The Long Run Phillips Curve shows that any policy that tries to increase GDP growth rate at the cost of higher inflation will end up with both a higher inflation rate and lower GDP growth rate in the long run.
In a pioneering paper titled “The Relation between Unemployment and the Rate of Change of Money Wage Rates in the United Kingdom, 1861-1957”, engineer turned economist E.W Phillips noticed a statistical correlation between two macroeconomic variables that would define economic policies in the decades to come. He noticed an inverse relationship between unemployment and inflation, i.e. when unemployment was low, inflation was high and vice-versa. Graphically, this is a downward sloping curve as shown below.
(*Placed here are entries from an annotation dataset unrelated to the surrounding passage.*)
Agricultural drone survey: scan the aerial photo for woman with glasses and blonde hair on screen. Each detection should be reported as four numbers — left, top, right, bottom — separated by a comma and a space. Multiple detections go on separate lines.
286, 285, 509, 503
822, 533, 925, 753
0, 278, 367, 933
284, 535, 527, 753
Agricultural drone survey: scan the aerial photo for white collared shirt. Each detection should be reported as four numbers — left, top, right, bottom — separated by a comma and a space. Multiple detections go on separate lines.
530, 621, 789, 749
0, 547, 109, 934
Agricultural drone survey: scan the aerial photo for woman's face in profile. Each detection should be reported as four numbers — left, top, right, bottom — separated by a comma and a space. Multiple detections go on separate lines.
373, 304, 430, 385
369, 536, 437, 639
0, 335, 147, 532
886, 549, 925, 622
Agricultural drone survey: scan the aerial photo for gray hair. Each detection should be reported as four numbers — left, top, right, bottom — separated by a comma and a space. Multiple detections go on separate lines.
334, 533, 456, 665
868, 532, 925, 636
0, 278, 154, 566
This particular statistical relationship had huge implications for fiscal and monetary policy. The correlation between the two macro variables was now seen as a trade-off – an economy can lower unemployment if it tolerates a bit of inflation. Noted economists Solow and Samuelson used this relationship to advocate large governmental (deficit) spending and lower interest rates. The rationale behind this was that as long as you can lower unemployment rate, through increased GDP growth, a slightly higher level of inflation can be tolerated. It was believed that the welfare gain through higher growth and lower unemployment would offset the welfare loss due to a higher rate of inflation.
This line of reasoning was employed in the US in the 1960s – the decade of previously unprecedented economic growth – to reduce unemployment to record lows while inflation went up only slightly. Democratic President Lyndon B Johnson initiated “The Great Society”, which involved huge government expenditure to boost growth and lower unemployment. In the 1969 Economic Report of the President to the Congress, the Phillips Curve was again used to justify the large deficit spending in infrastructure, war expenditure (Vietnam), education, Medicare and Medicaid and finally, welfare benefits. Notice that the unemployment rate was reduced from 7% in 1961 to less than 4% in 1968, with inflation increasing from about 1% to 4% in the same period.
Then came the great stagflation. The first part of 1970s saw the US and UK economy go through something unusual that could not be explained by the Phillips Curve. Inflation and unemployment both increased simultaneously. This peculiar phenomenon was called as stagflation (a term coined by British Chancellor of the Exchequer, Iain McLeod to denote stagnation plus inflation). The US stagflation is wrongly attributed, even today in most economic textbooks, to the infamous oil price shocks in the early 1970s. However, that is simplistic and flawed reasoning. The real cause of the episode of stagflation in the US is the buildup of inflation momentum. By the time of the OPEC oil shock, inflation in the US had doubled from 3% to 6% due to the expansionary fiscal and monetary policy followed in the 1960s. The high US inflation caused the dollar to depreciate in the world markets and since oil was invoiced in dollars, the OPEC was forced to increase their prices.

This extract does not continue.